17 Ik zeg dan dit, en betuig het in den Heere, dat gij niet meer wandelt, gelijk als de andere heidenen wandelen in de ijdelheid huns gemoeds.
18 Verduisterd in het verstand, vervreemd zijnde van het leven Gods, door de onwetendheid, die in hen is, door de verharding huns harten;
19 Welke, ongevoelig geworden zijnde, zichzelven hebben overgegeven tot ontuchtigheid, om alle onreinigheid gieriglijk te bedrijven.
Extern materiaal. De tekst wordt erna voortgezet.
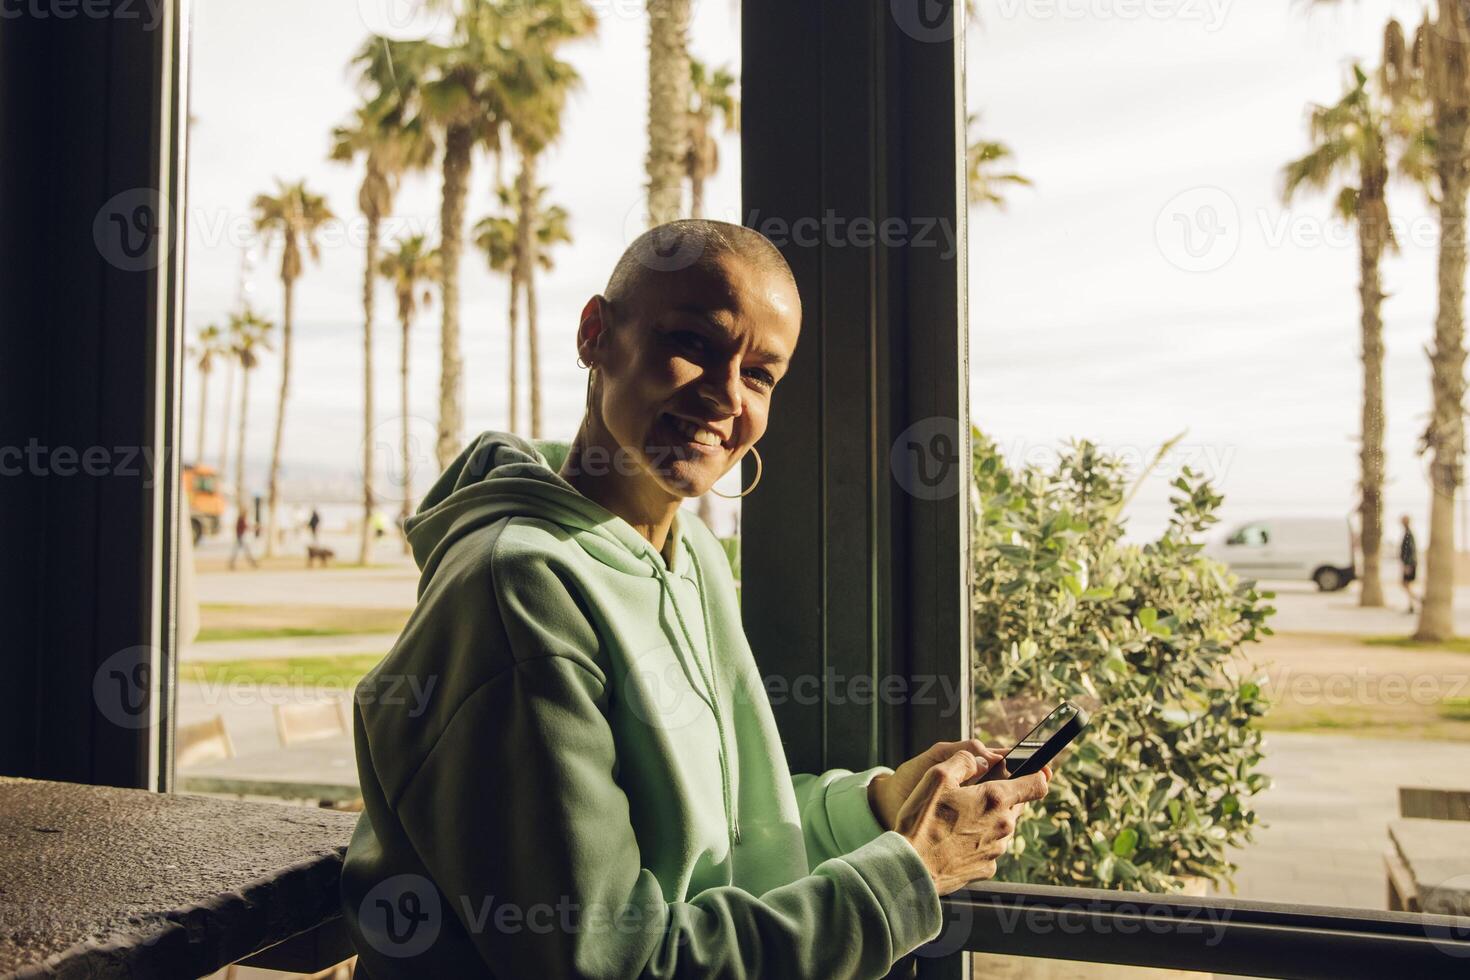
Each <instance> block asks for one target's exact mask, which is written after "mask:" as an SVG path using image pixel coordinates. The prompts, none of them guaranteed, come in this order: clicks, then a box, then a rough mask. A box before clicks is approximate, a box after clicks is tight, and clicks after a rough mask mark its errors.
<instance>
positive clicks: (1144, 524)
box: [966, 0, 1470, 977]
mask: <svg viewBox="0 0 1470 980" xmlns="http://www.w3.org/2000/svg"><path fill="white" fill-rule="evenodd" d="M1426 6H1429V4H1420V3H1388V1H1383V3H1363V4H1291V3H1266V4H1204V3H1167V1H1166V3H1157V4H1122V3H1119V4H1101V3H1025V1H1023V3H1004V1H1001V0H997V1H994V3H979V4H976V7H978V9H976V12H975V18H973V19H972V21H970V25H969V31H967V43H969V50H967V69H969V75H967V79H966V82H967V98H969V107H967V109H969V122H970V131H969V144H970V145H969V175H967V176H969V190H970V235H969V245H970V350H972V366H970V367H972V378H970V401H972V413H970V420H972V422H973V425H975V426H976V430H978V436H976V439H978V451H976V454H978V460H979V461H978V467H976V494H978V501H979V502H978V508H976V514H978V519H976V520H978V527H976V533H975V542H976V545H975V547H976V554H975V555H973V557H975V567H976V576H978V579H976V617H978V619H976V636H975V671H976V689H978V695H976V705H975V711H976V718H978V724H979V727H980V730H982V732H983V733H985V735H986V736H988V738H992V739H995V741H998V742H1005V741H1008V739H1013V738H1014V736H1016V735H1017V733H1019V730H1025V729H1023V727H1022V726H1025V724H1028V723H1030V721H1035V713H1036V711H1044V710H1047V708H1048V707H1051V705H1053V704H1055V701H1057V699H1060V698H1063V696H1073V698H1076V699H1078V701H1079V702H1080V704H1083V705H1085V707H1086V708H1089V710H1091V711H1092V717H1094V721H1092V726H1091V727H1089V729H1088V732H1085V733H1083V736H1082V739H1079V742H1078V743H1076V746H1075V749H1073V751H1072V752H1070V754H1069V757H1066V758H1064V760H1063V761H1061V764H1060V767H1058V780H1057V785H1055V788H1054V790H1053V798H1051V799H1048V801H1047V804H1045V805H1041V807H1035V808H1032V814H1030V815H1029V818H1028V821H1026V823H1029V824H1030V826H1029V829H1028V827H1026V826H1025V824H1023V829H1022V840H1023V845H1025V846H1023V848H1022V849H1020V851H1019V852H1017V854H1014V855H1013V857H1011V858H1010V860H1008V862H1007V864H1005V865H1004V867H1003V871H1001V876H1000V877H1001V879H1003V880H1008V882H1014V883H1028V884H1038V886H1082V887H1094V889H1110V890H1119V889H1120V890H1125V892H1147V893H1157V895H1197V896H1201V898H1202V899H1204V901H1205V902H1230V901H1236V899H1247V901H1263V902H1282V904H1288V905H1294V907H1299V908H1301V909H1302V912H1304V914H1307V912H1308V911H1311V912H1323V909H1322V908H1311V907H1338V908H1344V907H1348V908H1355V909H1376V911H1377V912H1386V911H1388V909H1399V908H1410V909H1413V911H1426V912H1458V914H1461V915H1464V914H1467V912H1470V905H1466V904H1464V902H1466V898H1464V896H1466V895H1467V893H1466V892H1464V889H1463V886H1464V883H1466V882H1467V880H1470V879H1464V877H1460V879H1457V880H1455V883H1452V884H1446V883H1445V879H1446V877H1454V876H1451V874H1446V871H1445V870H1444V868H1442V867H1441V868H1433V870H1430V868H1429V865H1427V864H1424V862H1423V857H1421V855H1423V852H1421V851H1420V848H1423V846H1424V845H1426V843H1427V840H1429V839H1432V837H1435V839H1438V837H1441V836H1442V835H1455V833H1458V835H1460V839H1461V840H1466V842H1470V823H1463V821H1432V820H1426V818H1424V817H1427V815H1429V814H1430V813H1432V811H1430V810H1429V808H1427V807H1426V805H1424V804H1423V801H1429V799H1432V801H1438V802H1435V804H1432V805H1438V807H1439V810H1436V811H1433V813H1438V814H1449V813H1458V814H1460V815H1461V818H1464V817H1470V811H1464V810H1463V807H1461V808H1460V810H1454V804H1451V802H1449V801H1455V799H1463V792H1464V790H1470V782H1467V780H1466V779H1464V777H1463V774H1464V773H1467V771H1470V727H1467V724H1466V720H1464V718H1466V717H1470V716H1466V713H1464V698H1466V693H1467V686H1470V671H1467V670H1466V664H1464V663H1463V658H1461V657H1463V655H1461V654H1458V652H1455V651H1457V649H1458V645H1457V644H1458V641H1454V639H1452V638H1451V636H1449V635H1451V633H1452V632H1454V627H1452V626H1451V627H1449V629H1445V624H1446V623H1452V620H1454V617H1452V614H1451V613H1449V610H1448V607H1449V601H1448V592H1446V594H1444V595H1445V597H1446V598H1445V599H1444V604H1442V607H1441V608H1439V610H1435V608H1433V599H1430V605H1432V608H1430V610H1429V613H1427V614H1426V613H1424V611H1423V605H1424V602H1426V599H1424V594H1423V592H1421V588H1420V583H1413V582H1411V583H1408V585H1404V577H1407V574H1408V570H1407V569H1404V567H1401V564H1399V563H1398V561H1397V558H1398V544H1399V539H1401V536H1402V535H1404V533H1405V529H1407V527H1411V529H1413V532H1416V533H1419V535H1420V538H1419V541H1420V547H1423V541H1424V532H1423V529H1426V527H1427V526H1430V523H1432V517H1430V514H1432V513H1433V514H1441V517H1439V519H1438V520H1441V523H1438V525H1435V526H1436V533H1438V535H1439V539H1441V547H1442V550H1444V551H1442V554H1445V555H1446V564H1445V566H1442V567H1441V570H1442V574H1452V573H1451V572H1449V560H1448V555H1449V554H1452V552H1454V551H1455V550H1457V548H1463V547H1464V541H1463V539H1461V541H1458V542H1457V541H1455V536H1457V533H1458V532H1457V522H1455V520H1454V519H1451V514H1452V513H1454V511H1455V508H1457V507H1458V508H1463V507H1464V501H1463V494H1461V491H1460V488H1458V485H1457V482H1455V480H1448V482H1446V480H1445V479H1444V478H1436V476H1433V475H1435V473H1436V470H1435V463H1433V460H1435V458H1436V457H1435V448H1433V445H1430V451H1429V454H1427V455H1424V454H1421V445H1420V442H1421V441H1420V436H1421V435H1423V432H1424V426H1426V422H1424V420H1426V417H1427V416H1429V413H1430V408H1432V404H1435V401H1433V400H1435V398H1436V389H1435V388H1433V386H1432V383H1430V381H1429V372H1426V370H1424V361H1423V351H1424V350H1426V348H1427V350H1429V351H1430V353H1432V354H1433V351H1435V350H1438V348H1436V342H1444V341H1442V339H1441V341H1436V339H1435V314H1436V288H1438V282H1436V260H1438V257H1439V244H1441V235H1439V216H1438V215H1436V210H1435V203H1433V200H1432V197H1430V195H1438V194H1439V190H1436V188H1439V185H1438V181H1436V178H1435V176H1433V165H1432V160H1430V157H1432V156H1433V154H1432V141H1430V140H1429V138H1427V135H1426V134H1427V128H1429V126H1430V125H1432V116H1433V94H1426V90H1423V88H1421V87H1420V82H1419V81H1416V78H1417V76H1414V68H1413V59H1408V57H1407V56H1405V54H1404V50H1405V41H1404V38H1405V37H1407V38H1408V46H1410V47H1411V46H1413V37H1414V31H1416V28H1417V26H1419V24H1420V19H1421V18H1423V15H1424V9H1426ZM1395 18H1397V26H1391V19H1395ZM1451 26H1452V25H1451ZM1445 29H1446V25H1445V24H1438V25H1433V24H1432V25H1430V26H1429V28H1427V35H1426V37H1427V38H1429V41H1430V43H1432V41H1433V40H1435V38H1436V37H1442V35H1444V31H1445ZM1385 46H1386V47H1385ZM1385 51H1386V54H1385ZM1427 57H1435V54H1427ZM1385 59H1386V63H1388V69H1386V73H1385V69H1383V65H1385ZM1374 126H1376V128H1377V129H1376V132H1377V137H1376V138H1374V140H1376V141H1374V140H1367V138H1366V140H1364V143H1354V140H1355V138H1357V137H1360V135H1363V134H1366V132H1372V131H1373V128H1374ZM1355 147H1361V151H1358V150H1355ZM1354 154H1355V156H1354ZM1426 154H1427V156H1426ZM1426 190H1427V191H1429V192H1430V195H1426ZM1389 234H1391V237H1392V241H1394V245H1392V247H1391V245H1389V244H1388V241H1389V238H1388V237H1389ZM1364 304H1367V309H1364ZM1455 342H1458V341H1455ZM1245 379H1248V382H1245V383H1242V382H1244V381H1245ZM1452 414H1457V413H1452ZM1455 426H1458V422H1455V423H1452V426H1451V428H1455ZM1445 432H1448V429H1445ZM1461 513H1463V511H1461ZM1219 522H1225V523H1223V525H1222V523H1219ZM1222 545H1225V547H1222ZM1267 545H1270V551H1269V552H1264V554H1261V552H1260V550H1263V548H1266V547H1267ZM1261 557H1264V558H1267V560H1266V561H1261V560H1260V558H1261ZM1222 576H1227V577H1222ZM1421 579H1423V570H1421V569H1420V570H1419V580H1420V582H1421ZM1222 583H1223V585H1222ZM1252 583H1254V585H1252ZM1410 607H1413V608H1414V614H1413V616H1410V614H1408V613H1407V610H1408V608H1410ZM1436 617H1438V619H1436ZM1267 627H1269V629H1270V630H1272V632H1267ZM1416 636H1417V639H1416ZM1220 645H1223V646H1225V648H1229V649H1230V651H1232V652H1229V654H1226V652H1223V651H1222V649H1220ZM1017 651H1019V652H1017ZM1410 651H1414V652H1413V654H1410ZM1410 746H1413V751H1410ZM1377 754H1382V755H1383V757H1385V758H1392V760H1395V763H1392V764H1389V765H1385V767H1383V771H1382V774H1379V773H1372V771H1367V770H1366V768H1364V767H1363V765H1361V761H1363V760H1364V758H1370V757H1374V755H1377ZM1420 790H1423V796H1419V793H1420ZM1416 854H1419V855H1420V857H1417V858H1416ZM1464 870H1470V868H1461V873H1463V871H1464ZM997 887H1001V886H997ZM1445 889H1448V890H1449V892H1452V893H1455V895H1458V896H1460V898H1457V899H1445V898H1444V896H1445V895H1446V892H1445ZM1385 895H1389V898H1388V899H1385ZM1430 896H1433V898H1430ZM1055 901H1057V902H1063V901H1066V899H1064V896H1063V895H1061V893H1057V898H1055ZM1136 901H1139V902H1144V901H1145V899H1141V898H1139V899H1136ZM1170 901H1172V899H1170ZM1207 907H1208V905H1207ZM1216 908H1220V907H1219V905H1216ZM1251 914H1254V912H1251ZM1230 915H1232V917H1233V918H1235V921H1242V915H1245V917H1247V918H1248V915H1247V914H1245V912H1242V909H1233V911H1232V912H1230ZM1363 917H1364V921H1369V920H1370V918H1372V917H1370V912H1367V911H1364V912H1363ZM1374 921H1376V920H1374ZM1395 921H1398V920H1395ZM1407 921H1408V924H1402V923H1401V926H1402V929H1404V932H1405V934H1413V933H1416V932H1417V934H1419V936H1424V934H1426V933H1429V932H1430V930H1432V927H1430V926H1427V924H1424V923H1427V921H1430V920H1420V921H1414V920H1407ZM1458 921H1460V923H1461V927H1460V929H1461V936H1463V932H1464V930H1463V923H1466V921H1470V920H1464V918H1461V920H1458ZM1011 949H1014V946H1011ZM1455 949H1458V948H1455ZM1454 955H1458V954H1454ZM1135 962H1145V961H1142V959H1139V961H1135ZM1200 962H1201V964H1208V962H1210V961H1208V959H1202V961H1200ZM1457 962H1458V961H1457V959H1454V958H1451V954H1446V955H1445V956H1444V959H1442V962H1441V964H1439V970H1442V971H1444V973H1445V976H1448V974H1449V973H1454V971H1455V970H1458V965H1457ZM1339 965H1342V964H1339ZM1019 968H1020V970H1022V973H1019V974H1017V976H1038V977H1039V976H1051V974H1047V973H1042V971H1044V970H1045V968H1047V967H1044V965H1042V964H1033V965H1032V967H1019ZM1217 968H1229V970H1230V971H1233V968H1230V967H1217ZM1254 968H1266V970H1267V971H1269V970H1270V967H1263V965H1260V964H1257V965H1255V967H1254ZM1276 968H1282V970H1288V968H1289V967H1286V965H1285V964H1280V965H1277V967H1276ZM976 970H978V971H979V967H978V968H976ZM1079 976H1080V974H1079ZM1089 976H1091V974H1089Z"/></svg>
20 Doch gij hebt Christus alzo niet geleerd;
21 Indien gij naar Hem gehoord hebt, en door Hem geleerd zijt, gelijk de waarheid in Jezus is;
22 Te weten dat gij zoudt afleggen, aangaande de vorige wandeling, den ouden mens, die verdorven wordt door de begeerlijkheden der verleiding;
23 En dat gij zoudt vernieuwd worden in den geest uws gemoeds,
24 En den nieuwen mens aandoen, die naar God geschapen is in ware rechtvaardigheid en heiligheid.
25 Daarom legt af de leugen, en spreekt de waarheid, een iegelijk met zijn naaste; want wij zijn elkanders leden.
26 Wordt toornig, en zondigt niet; de zon ga niet onder over uw toornigheid;
27 En geeft den duivel geen plaats.
28 Die gestolen heeft, stele niet meer, maar arbeide liever, werkende dat goed is met de handen, opdat hij hebbe mede te delen dengene, die nood heeft.
29 Geen vuile rede ga uit uw mond, maar zo er enige goede rede is tot nuttige stichting, opdat zij genade geve dien, die dezelve horen.
30 En bedroeft den Heiligen Geest Gods niet, door Welken gij verzegeld zijt tot den dag der verlossing.
31 Alle bitterheid, en toornigheid, en gramschap, en geroep, en lastering zij van u geweerd, met alle boosheid;
32 Maar zijt jegens elkander goedertieren, barmhartig, vergevende elkander, gelijkerwijs ook God in Christus ulieden vergeven heeft.